When a horse runs from the leg, the rider often takes his legs away from the horse's sides. This is the opposite of what you should do. If the horse overreacts to the leg, keep your leg softly on your horse's barrel. Relax the horse and repeat, giving a light aid. Also, make sure that the leg aid doesn't surprise your horse. Teach your horse to accept and move away from the leg in a quiet and understanding way. I encourage riders to have soft, breathing calves at all times, just touching the horse's ribcage and barrel. Then the rider can increase the pressure, squeeze for a moment to create an aid and then relax the leg again. The turn on the forehand and the leg yield should make the horse less tense, less crooked and able to accept both of the rider's legs.
If the horse doesn't react to the leg aid, that's when a correction such as a tiny kick or a little touch with the whip is needed. After that correction, retest the acceptance of your aid. Ask yourself: Has my horse understood it? Give a smaller, quieter aid again. Remember, we are training horses to react to small aids, not just to react off a correction.
Other helpful exercises include riding serpentines, 10-meter half circles and figure eights when changing direction. This will allow the horse to gradually spend more time in the middle of the ring and not rely on the wall.

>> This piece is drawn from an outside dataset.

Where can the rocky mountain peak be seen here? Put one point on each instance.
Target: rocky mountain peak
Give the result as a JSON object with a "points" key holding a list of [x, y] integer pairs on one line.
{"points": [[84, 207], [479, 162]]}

A big mistake often made is to use too much inside rein, or bending in the neck in an attempt to lead the horse off the wall. It might look like the horse is straight and off the wall, but in actuality this allows the horse to fall through his outside shoulder and be even more stuck on the wall.
Be very aware of your seat structure and leg position. Often when we have problems like overcompensating by bending, our position as a rider is negatively affected. We become crooked and it makes the horse fall more sideways and crooked.
When working on solving this problem, take your time and keep checking your seat structure and leg aids. If it's been happening for a long time, it is going to take a while for you to retrain your horse and for your horse to feel confident and comfortable being off the wall.